Rafi Mohammed

Some Insurance Executives are Not Sleeping Very Well These Days

Posted on September 19th, 2007 (0 Comments)

Insurance Executive (nervously): “Honey…let’s hold off making our annual holiday ski vacation plans”

Spouse (surprised): “Why”

Insurance Executive (sheepishly): “My insurance company made a large bet that the Red Sox wouldn’t win the World Series”

Spouse (angry): “YOU DID WHAT???”

Boston’s Jordan’s Furniture (a division Warren Buffett’s Berkshire Hathaway Inc.) ran an interesting sales promotion this spring: all purchases made between March 7 and April 16 will be FREE if the Red Sox win the World Series. Instead of running yet another sale, Jordon’s used this novel promotion to drum up business during a normally slow period.

To avoid rooting against the Red Sox and covering the potential downside (which could be as high as $20 million dollars), the furniture company purchased an insurance policy. I’m sure that at the time, insurance executives were thinking “sure the Red Sox took the crown in 2004, but that was 85 years after their last World Series win (1919)…they aren’t going to win again this year.” With a week and a half left in the regular baseball season and the Red Sox in first place by 2.5 games, I bet some insurance executives are furiously sticking pins in their Dice-Kay (the Sox’s ace pitcher) voodoo dolls.

I’d have loved to find out more details of the insurance, but sadly that information seems to be under lock and key. However, Keith Reid wrote a Boston Globe article (“Jordan’s is betting Sox won’t win series”) that discussed a promotion being run by Elyse Jewelers, a local jeweler. Their promotion is: if it rains on a couple’s wedding date, their wedding rings are free. For every ring it insures, Elyse’s insurer checks weather records and determines the premium. Elyse reports that insuring a $5,000 ring costs $200 - $500 while a $15,000 ring may cost $1,500 or more. So let’s say roughly a 10% premium. Since the odds of the Red Sox winning the World Series are lower than that of rain, Jordan’s premium is probably lower. That said, Jordan’s is also paying a licensing fee to the Red Sox to use their name – so let’s put the total cost of the promotion at 10% of the each furniture purchase.

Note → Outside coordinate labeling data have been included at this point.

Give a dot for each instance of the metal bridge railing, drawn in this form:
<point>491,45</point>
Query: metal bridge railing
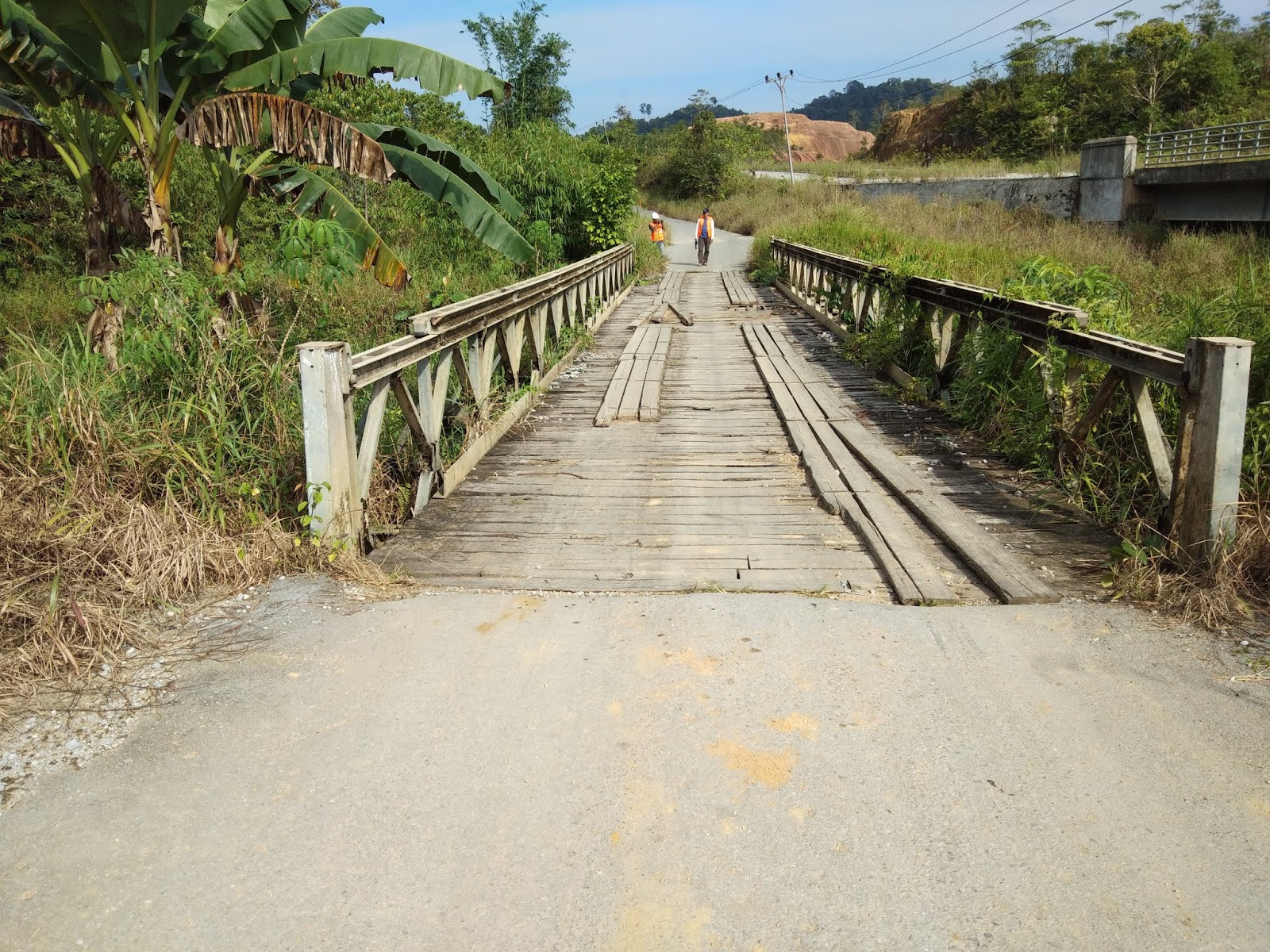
<point>1198,479</point>
<point>444,370</point>
<point>1214,144</point>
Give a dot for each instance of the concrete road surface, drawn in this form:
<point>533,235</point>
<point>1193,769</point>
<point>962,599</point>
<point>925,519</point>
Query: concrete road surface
<point>677,772</point>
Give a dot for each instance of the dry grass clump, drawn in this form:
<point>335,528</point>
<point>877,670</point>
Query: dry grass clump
<point>82,570</point>
<point>1232,592</point>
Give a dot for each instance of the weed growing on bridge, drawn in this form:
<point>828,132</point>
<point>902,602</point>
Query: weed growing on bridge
<point>1146,282</point>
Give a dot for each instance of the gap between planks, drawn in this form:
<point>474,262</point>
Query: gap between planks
<point>635,390</point>
<point>837,451</point>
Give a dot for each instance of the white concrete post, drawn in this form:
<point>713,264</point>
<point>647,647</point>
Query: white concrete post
<point>330,442</point>
<point>1210,459</point>
<point>1106,179</point>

In essence, Jordan’s is running a lottery. Instead of a 10% sales discount, furniture buyers are being enticed by the chance to win free furniture. Out of curiosity, suppose you were buying $2,500 worth of furniture: would you rather have 10% off in cash ($250) or the chance of free furniture? What percentage discount would it take for you to say “I want the cash discount” instead of playing the furniture lottery? I’d take the cash if the discount were 10% and play the lottery if it were 5%. How about if you were making a $10,000 purchase, would you be more inclined to take the cash discount?

On another note, my sincere thanks to the folks at books4biz.com for their kind review of my book, The Art of Pricing. It’s extremely gratifying to know that two years after the book’s release, readers are still purchasing and enjoying my book!